Vuillard narra el rápido proceso de aculturación con la mirada puesta en Cody. En su habilidad para penetrar en el mundo del espectáculo y seducir a sus capitostes con los relatos del viejo Oeste; en su capacidad para abrir mercado y trasladar el show hacia Europa, en busca de la cálida bienvenida de una cultura extranjera que, sin duda, abriría los ojos como platos ante la violencia y el desparpajo de aquellos episodios históricos; e, incluso, en su carácter pionero al anticipar el sueño de tantos otros creadores (como, por ejemplo, Walt Disney) al construir de la nada su propia ciudad.

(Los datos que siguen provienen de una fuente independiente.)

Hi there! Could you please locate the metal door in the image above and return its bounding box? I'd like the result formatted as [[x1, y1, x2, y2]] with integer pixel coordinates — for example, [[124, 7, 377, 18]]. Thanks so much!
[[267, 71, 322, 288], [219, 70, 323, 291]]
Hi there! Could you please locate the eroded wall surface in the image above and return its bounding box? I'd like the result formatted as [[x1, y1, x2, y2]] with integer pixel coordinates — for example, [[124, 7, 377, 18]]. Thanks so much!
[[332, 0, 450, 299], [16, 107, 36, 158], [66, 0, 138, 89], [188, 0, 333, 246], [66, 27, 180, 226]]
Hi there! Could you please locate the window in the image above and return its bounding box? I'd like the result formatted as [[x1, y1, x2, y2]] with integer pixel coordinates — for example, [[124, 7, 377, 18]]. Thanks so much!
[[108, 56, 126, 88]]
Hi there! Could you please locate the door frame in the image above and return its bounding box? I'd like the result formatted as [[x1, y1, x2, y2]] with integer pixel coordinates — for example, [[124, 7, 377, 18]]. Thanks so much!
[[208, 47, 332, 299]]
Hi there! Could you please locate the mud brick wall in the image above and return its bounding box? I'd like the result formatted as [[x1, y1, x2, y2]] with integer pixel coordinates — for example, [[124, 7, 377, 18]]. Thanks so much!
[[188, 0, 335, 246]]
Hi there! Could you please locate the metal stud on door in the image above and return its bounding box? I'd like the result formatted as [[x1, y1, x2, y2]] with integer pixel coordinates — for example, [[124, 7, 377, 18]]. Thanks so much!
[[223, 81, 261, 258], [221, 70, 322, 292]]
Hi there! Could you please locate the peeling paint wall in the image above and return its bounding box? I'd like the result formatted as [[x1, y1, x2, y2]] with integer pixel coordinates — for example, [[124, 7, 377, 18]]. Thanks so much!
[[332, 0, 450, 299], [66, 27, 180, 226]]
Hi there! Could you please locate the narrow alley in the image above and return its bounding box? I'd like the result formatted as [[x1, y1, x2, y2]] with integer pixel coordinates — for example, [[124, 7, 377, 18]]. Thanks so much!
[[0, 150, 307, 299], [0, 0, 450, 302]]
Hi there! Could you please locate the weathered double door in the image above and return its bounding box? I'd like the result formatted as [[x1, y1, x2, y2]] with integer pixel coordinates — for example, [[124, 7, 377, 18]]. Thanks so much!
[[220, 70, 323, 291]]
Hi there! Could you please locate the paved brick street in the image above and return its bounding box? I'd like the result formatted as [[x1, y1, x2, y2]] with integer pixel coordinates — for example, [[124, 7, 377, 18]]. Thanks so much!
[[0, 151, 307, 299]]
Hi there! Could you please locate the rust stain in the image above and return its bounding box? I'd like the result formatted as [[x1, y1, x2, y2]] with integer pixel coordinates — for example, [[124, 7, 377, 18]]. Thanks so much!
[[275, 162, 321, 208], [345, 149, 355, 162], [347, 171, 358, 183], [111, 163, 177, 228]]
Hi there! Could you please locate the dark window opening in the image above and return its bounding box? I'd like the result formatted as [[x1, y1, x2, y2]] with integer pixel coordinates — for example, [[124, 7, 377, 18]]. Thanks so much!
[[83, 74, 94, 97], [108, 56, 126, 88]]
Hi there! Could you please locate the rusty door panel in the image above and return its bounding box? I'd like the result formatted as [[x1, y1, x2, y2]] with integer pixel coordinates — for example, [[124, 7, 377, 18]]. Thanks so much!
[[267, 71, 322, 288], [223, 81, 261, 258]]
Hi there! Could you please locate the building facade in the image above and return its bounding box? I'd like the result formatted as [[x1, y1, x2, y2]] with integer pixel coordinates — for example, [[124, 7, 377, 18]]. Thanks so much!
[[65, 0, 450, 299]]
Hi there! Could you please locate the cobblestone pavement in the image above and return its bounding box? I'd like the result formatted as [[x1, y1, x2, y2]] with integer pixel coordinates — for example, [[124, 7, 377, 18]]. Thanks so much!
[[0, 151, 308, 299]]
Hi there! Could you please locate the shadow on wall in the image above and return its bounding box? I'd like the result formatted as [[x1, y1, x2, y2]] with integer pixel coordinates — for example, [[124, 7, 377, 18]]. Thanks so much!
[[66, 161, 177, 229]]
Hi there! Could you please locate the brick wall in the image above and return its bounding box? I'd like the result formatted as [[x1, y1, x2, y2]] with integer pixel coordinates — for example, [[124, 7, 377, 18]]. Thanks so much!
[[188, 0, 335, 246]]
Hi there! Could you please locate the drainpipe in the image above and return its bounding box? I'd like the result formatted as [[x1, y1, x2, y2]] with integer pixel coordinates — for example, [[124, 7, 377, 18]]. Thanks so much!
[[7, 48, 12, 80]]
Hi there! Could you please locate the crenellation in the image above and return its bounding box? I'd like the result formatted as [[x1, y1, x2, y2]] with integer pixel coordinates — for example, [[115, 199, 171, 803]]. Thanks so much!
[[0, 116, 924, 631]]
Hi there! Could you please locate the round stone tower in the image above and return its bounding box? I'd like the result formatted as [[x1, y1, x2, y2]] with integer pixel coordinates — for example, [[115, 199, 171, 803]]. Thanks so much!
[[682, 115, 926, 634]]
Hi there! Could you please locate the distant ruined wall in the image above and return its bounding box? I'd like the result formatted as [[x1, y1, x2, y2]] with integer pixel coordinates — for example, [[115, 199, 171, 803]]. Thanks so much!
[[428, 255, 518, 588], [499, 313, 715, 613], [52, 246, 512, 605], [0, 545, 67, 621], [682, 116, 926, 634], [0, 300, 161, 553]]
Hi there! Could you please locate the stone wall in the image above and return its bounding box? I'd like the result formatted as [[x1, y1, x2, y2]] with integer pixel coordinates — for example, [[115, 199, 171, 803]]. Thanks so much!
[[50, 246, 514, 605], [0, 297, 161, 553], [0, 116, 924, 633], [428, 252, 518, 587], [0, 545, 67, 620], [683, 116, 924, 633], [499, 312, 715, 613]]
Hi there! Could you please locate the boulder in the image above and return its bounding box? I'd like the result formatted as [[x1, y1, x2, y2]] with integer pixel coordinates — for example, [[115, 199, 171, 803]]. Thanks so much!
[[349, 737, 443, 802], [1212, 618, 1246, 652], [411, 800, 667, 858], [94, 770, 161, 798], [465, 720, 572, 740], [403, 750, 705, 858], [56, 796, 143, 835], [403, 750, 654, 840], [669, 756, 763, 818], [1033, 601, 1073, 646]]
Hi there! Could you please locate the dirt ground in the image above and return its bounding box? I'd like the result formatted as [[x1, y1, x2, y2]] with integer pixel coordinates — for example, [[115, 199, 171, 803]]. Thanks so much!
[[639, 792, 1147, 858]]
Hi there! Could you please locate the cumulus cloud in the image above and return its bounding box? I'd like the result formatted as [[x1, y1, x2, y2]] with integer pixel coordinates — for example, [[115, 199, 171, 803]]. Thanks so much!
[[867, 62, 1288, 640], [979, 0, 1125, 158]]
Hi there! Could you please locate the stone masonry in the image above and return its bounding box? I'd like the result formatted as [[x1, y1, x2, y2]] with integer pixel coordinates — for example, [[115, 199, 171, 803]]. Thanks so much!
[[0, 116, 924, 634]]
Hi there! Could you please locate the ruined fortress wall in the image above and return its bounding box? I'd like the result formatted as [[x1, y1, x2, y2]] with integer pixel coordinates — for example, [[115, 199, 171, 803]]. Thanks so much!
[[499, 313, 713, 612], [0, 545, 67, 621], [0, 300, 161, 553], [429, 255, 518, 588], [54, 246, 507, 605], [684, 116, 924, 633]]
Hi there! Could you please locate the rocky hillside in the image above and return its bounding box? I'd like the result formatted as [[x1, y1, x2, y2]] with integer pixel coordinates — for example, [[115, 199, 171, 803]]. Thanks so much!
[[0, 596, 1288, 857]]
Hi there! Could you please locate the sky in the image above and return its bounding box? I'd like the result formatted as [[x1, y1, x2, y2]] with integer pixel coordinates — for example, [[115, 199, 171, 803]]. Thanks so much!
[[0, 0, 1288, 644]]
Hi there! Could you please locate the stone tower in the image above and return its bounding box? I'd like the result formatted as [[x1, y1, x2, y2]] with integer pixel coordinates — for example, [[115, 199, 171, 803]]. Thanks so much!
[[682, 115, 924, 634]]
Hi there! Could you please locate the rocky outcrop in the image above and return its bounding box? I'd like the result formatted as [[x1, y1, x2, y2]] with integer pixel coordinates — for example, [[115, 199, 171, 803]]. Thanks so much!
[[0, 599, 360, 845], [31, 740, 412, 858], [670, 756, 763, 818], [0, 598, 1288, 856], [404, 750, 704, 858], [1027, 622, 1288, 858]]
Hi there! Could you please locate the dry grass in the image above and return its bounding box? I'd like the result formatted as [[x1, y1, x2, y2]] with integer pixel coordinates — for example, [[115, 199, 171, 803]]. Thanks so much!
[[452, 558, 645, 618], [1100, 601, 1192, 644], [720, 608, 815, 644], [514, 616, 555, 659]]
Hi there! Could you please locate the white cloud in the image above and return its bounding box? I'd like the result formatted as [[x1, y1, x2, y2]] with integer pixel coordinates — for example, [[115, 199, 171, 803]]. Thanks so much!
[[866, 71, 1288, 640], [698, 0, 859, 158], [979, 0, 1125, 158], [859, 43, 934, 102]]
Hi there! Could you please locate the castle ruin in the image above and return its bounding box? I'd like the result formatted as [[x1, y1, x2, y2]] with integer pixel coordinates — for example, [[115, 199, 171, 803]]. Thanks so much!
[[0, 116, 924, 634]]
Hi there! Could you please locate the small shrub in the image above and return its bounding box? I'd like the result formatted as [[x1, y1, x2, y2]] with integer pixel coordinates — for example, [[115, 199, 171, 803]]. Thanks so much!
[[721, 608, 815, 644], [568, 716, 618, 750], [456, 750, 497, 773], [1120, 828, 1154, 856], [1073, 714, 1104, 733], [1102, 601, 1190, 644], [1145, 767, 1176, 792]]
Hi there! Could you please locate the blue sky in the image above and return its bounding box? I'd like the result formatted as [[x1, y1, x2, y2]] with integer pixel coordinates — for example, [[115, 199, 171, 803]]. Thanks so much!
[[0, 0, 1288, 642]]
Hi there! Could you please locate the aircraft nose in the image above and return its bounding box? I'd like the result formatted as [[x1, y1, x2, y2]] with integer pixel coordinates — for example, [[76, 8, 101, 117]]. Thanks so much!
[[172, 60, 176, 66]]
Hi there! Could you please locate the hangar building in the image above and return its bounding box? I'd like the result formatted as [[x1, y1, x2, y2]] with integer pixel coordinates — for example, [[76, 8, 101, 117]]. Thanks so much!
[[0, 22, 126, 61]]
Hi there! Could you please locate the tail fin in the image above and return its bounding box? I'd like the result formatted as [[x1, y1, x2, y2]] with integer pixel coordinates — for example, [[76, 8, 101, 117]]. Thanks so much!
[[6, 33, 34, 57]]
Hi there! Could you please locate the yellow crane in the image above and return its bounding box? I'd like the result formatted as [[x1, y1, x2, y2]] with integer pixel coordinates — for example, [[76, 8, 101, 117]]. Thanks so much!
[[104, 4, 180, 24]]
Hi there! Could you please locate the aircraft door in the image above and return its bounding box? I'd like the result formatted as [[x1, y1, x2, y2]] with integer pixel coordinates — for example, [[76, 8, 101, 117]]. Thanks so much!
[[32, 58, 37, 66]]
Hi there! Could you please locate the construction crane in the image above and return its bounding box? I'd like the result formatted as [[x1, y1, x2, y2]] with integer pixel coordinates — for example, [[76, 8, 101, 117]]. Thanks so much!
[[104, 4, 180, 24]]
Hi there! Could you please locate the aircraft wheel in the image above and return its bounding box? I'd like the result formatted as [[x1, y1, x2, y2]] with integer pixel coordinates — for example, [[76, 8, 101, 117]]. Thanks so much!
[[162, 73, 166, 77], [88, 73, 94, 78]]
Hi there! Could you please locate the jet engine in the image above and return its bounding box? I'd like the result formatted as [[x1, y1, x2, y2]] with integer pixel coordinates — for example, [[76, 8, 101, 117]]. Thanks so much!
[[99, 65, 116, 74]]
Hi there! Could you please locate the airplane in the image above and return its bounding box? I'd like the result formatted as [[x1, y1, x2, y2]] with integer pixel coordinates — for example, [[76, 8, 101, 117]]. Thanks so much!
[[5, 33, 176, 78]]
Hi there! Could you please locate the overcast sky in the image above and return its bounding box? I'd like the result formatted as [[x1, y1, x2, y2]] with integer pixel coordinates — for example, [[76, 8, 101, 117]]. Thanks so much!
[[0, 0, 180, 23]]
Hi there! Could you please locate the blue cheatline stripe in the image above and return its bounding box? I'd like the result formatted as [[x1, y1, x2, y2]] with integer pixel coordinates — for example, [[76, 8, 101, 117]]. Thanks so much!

Mientras Toro Sentado agoniza, mientras que es el hombre blanco el que arranca las cabelleras indias, ese antiguo ranger convertido en empresario de circo aglutina detalles, compra esclavos y construye decorados para poner en escena el relato de su tiempo. La pasión, el exceso, el orgullo y la conmiseración que son, pues, los perfectos recursos dramáticos para atraer al público hasta el barracón y dejar que la música de puñales y rifles embriague sus sentidos. No importa si por el camino se echan a perder las raíces indias, se inventan dialectos, se falsifican datos o se impone una visión frente al resto. Porque queda la belleza sobrecogedora de ese ballet en el que blancos e indios explican los episodios de la Guerra Civil, en el que viven, mueren y resucitan para la siguiente función. Porque América nunca ha sentido con tanta intensidad su propia Historia.

Como le sucedía a Michel Onfray durante su visita a los inuit de la Tierra de Baffin, a Vuillard le interesa rescatar el valor del tropismo, la reacción de tristeza ante el mazo de cultura americana sobre sus tradiciones (forzosamente) residuales. La forma en la que se ha transmitido esa historia de sangre y poder. El relato de masacre y espectáculo que ha forjado la América que agotaba los últimos años del Siglo XIX. Por eso cobra tanta importancia el último fragmento del libro, centrado en la pintoresca investigación de Wilson Bentley, conocido por su estudio fotográfico de los copos de nieve. Es esa aventura precaria, retratar tras el cristal de la lente la efímera vida de las volutas de nieve, lo que concede dimensión a la aventura de Buffalo Bill y los indios. A ese sentimiento de que, con el correr de los años, el proceso de aculturación devoraba a toda velocidad a un pueblo sin tierra ni derechos. Tan difícil de retratar que fue absorbido por la esfera del espectáculo, condenado a vivir del cuento y de la deformación histórica. De ahí que la tristeza de aquella tierra sea, como las fotografías de la nieva, algo así como la conquista de lo efímero. El último intento por hallar entre los restos del naufragio las raíces de una cultura que pereció machacada por la masacre y el espectáculo.